Brokerage Firm Ordered To Pay $575,000 For Overcharging Investors
NEW YORK (AP) _ Securities regulators have ordered Josephthal, Lyon & Ross to pay about $575,000 and censured its chairman for overcharging hundreds of investors for stocks the brokerage firm sold them.
It was the third time in less than four years the firm and chairman Dan Purjes were cited for securities violations by the National Association of Securities Dealers, a Washington-based industry self-policing group.
In the latest settlement announced Monday, Purjes was ordered not to violate NASD rules again. And the firm’s former head trader, Frank Garriton, was suspended for 15 days and fined $10,000. Garriton is currently a stock trader with the firm. The New York-based firm did not admit or deny wrongdoing.
Josephthal, Lyon was accused of excessively marking up the stock price of ACTV Inc., a small New York-based video and audio technology company, by 5.26 percent to 41.7 percent in summer 1991.

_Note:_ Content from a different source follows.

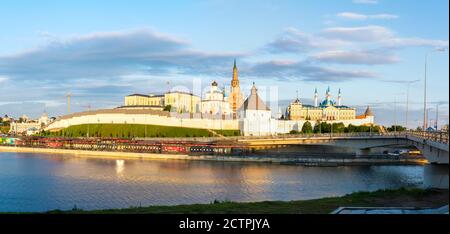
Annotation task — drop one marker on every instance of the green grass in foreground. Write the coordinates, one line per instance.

Markups above 5 percent of a brokerage firm’s cost for shares are considered excessive and above 10 percent can be considered fraud, in violation of NASD rules, NASD regulators said.
The firm allegedly dominated and controlled ACTV’s stock price through Purjes, also the firm’s chief executive, and then-head trader Garriton.
Purjes and Garriton were accused of selling ACTV stock to investors at the same time they were buying the same securities for the firms account, another violation of NASD rules.
``Protecting the nation’s investing public means guaranteeing that every broker/dealer treat their customers fairly, and not profiting by willfully overcharging investors is a key element of that protection,″ said Mary Schapiro, president of the NASD’s regulatory arm.
Josephthal, Lyon agreed to pay a $350,000 fine and $225,000 in restitution to at least 200 investors, including about $72,000 in interest.
Some of the restitution also reflects improper profits earned by the brokerage in 1992 by manipulating prices of two initial public offerings, Medsonic Inc. and Scicione Pharmaceuticals.
The brokerage firm agreed to conduct a thorough review of its supervisory procedures under the guidance of an outside consultant acceptable to the NASD, and follow its recommendations.
Purjes said in a statement that Josephthal, Lyon agreed to the settlement ``to remove any doubts as to the firm’s commitment to treat its customers fairly and properly.″
In the earlier violations, the NASD in September 1992 censured and fined the firm and Purjes $7,500 for failing to adequately supervise brokers and for improperly selling new stock.
In the second incident, the NASD in October 1992 fined Josephthal, Lyon $225,000 and Purjes $75,000 for failing to have proper supervisory rules in place to keep employees from breaking securities laws. Both were also censured.